When all done execute command:

1
sudo sh checker.sh

It will check if the curl screen is running and create a fresh, first one, then cron will run it for you again every hour and create a new one if the curl download is interrupt.

Enjoy downloading big files from Tor.

List preparation

Some time ago, I had to download not only large files, but a huge list of small and medium files from ransomware leak. It is always about creating a proper file with URLs. Each URL must be on a separate line, no spaces or other weird characters.

You can also use sed to add quotes at the beginning and end to make sure that each line is a single URL.

1
sed 's/.*/"&"/' input.txt > output.txt

This tool is great for manipulating and preparing link list.

In addition, ransomware groups started sharing leaked files as a list of files rather than large archives, as they realised that each large leak is almost impossible to download over Tor or takes too much time, so leaked files are locked and leaking them is not harmful to victims.
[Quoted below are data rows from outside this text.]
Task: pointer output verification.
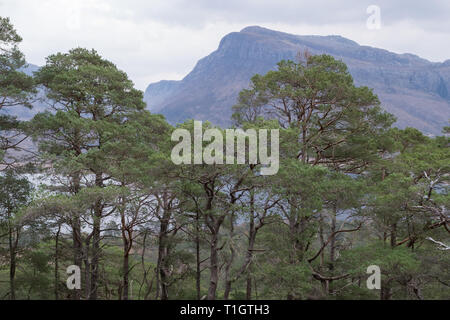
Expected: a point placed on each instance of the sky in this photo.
(163, 39)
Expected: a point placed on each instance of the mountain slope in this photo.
(415, 90)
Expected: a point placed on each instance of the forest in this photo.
(89, 182)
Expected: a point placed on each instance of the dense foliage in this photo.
(99, 191)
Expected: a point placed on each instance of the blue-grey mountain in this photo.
(415, 90)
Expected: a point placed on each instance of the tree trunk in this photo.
(57, 263)
(214, 267)
(13, 242)
(96, 251)
(197, 256)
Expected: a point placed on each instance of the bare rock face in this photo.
(415, 90)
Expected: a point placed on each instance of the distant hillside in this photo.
(416, 90)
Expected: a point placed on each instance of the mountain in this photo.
(415, 90)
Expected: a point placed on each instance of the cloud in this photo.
(163, 39)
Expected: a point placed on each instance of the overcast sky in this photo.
(163, 39)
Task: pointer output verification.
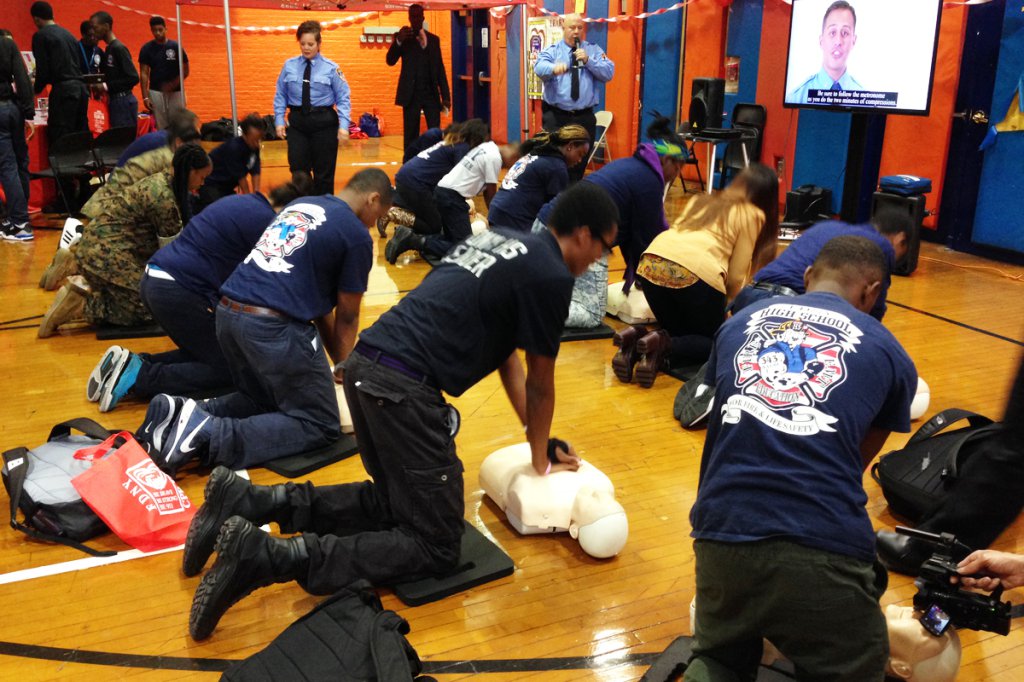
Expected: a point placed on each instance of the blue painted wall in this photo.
(998, 219)
(821, 144)
(660, 65)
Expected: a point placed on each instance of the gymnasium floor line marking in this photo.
(956, 323)
(220, 665)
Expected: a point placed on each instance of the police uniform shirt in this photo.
(314, 248)
(163, 61)
(492, 294)
(327, 86)
(530, 182)
(214, 242)
(799, 382)
(426, 169)
(480, 166)
(822, 81)
(231, 162)
(119, 70)
(57, 56)
(558, 89)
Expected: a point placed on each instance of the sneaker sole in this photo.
(201, 525)
(102, 370)
(231, 535)
(107, 401)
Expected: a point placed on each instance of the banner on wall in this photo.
(544, 32)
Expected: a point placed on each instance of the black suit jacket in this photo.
(409, 51)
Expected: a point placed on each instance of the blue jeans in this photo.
(286, 401)
(123, 111)
(13, 162)
(409, 520)
(198, 367)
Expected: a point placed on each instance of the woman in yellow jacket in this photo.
(690, 271)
So they make files available as loose files and directories, where each can be accessed from the browser. In most cases, these are some kind of freely available libraries for listing files on a website like a jsTree or similar. Then you just have to list the files or get their names and build a list of URLs.

Each site may be different, the important thing is to find a starting point and build a list of files from there.

In my case, I was able to download a file with a directory listing.

1
2
3
4
5
6
7
8
9
10
11
12
13
14
15
16
17
18
19
20
21
22
23
24
.:

d 4.0K .
d 4.0K ..
d 4.0K Folder1
d 4.0K Folder2
d 4.0K Folder3
d 4.0K Folder4

Folder 1:

d 4.0K .
d 4.0K ..
d 20K Subfolder2

Folder1/Subfolder2:

d 20K .
d 4.0K ..
- 301K file1.docx
- 310K file2.jpg
- 12K file3.pdf
- 221K file5.txt
- 103K file6.xlsx

So all I had to do was clean it up and, using a Pythion script I invented using ChatGPT, format it to give me a full list of URLS to pass to curl.

1
2
3
4
5
6
7
8
9
10
11
12
13
14
15
16
17
18
19
20
21
22
import re

def process_file(input_filename, output_filename, base_url):
with open(input_filename, 'r', encoding='utf-8', errors='ignore') as input_file, open(output_filename, 'w', encoding='utf-8') as output_file:
current_path = ""
for line in input_file:
line = line.strip()

# Check if a line ends with a colon
if line.endswith(':'):
current_path = line[:-1].replace(" ", "/")

# Check if a line starts with a dash and a space and then contains a number followed by a dot and the letter K or M
elif re.match(r'^- \d+(\.\d+)?[KM] ', line):
parts = line.split(' ')
filename = parts[-1]
result_line = f"{base_url}/{current_path}/{filename}"
output_file.write(result_line + '\n')

# Example of use:
base_url = "http://URL/files" # Change the URL to your own
process_file("SOURCE_FILE", "urls.txt", base_url)

I was able to format the source list by searching only for file and directory names (regex magic in Python) and then add my URL to each file, so I had URL with onion domain, folder and filename. Which I used again in curl.

I will eventually learn Python, but I also wanted to show that you can use AI if you lack the know-how or if you want to automate something. Instead of manually modifying a file with different regexes.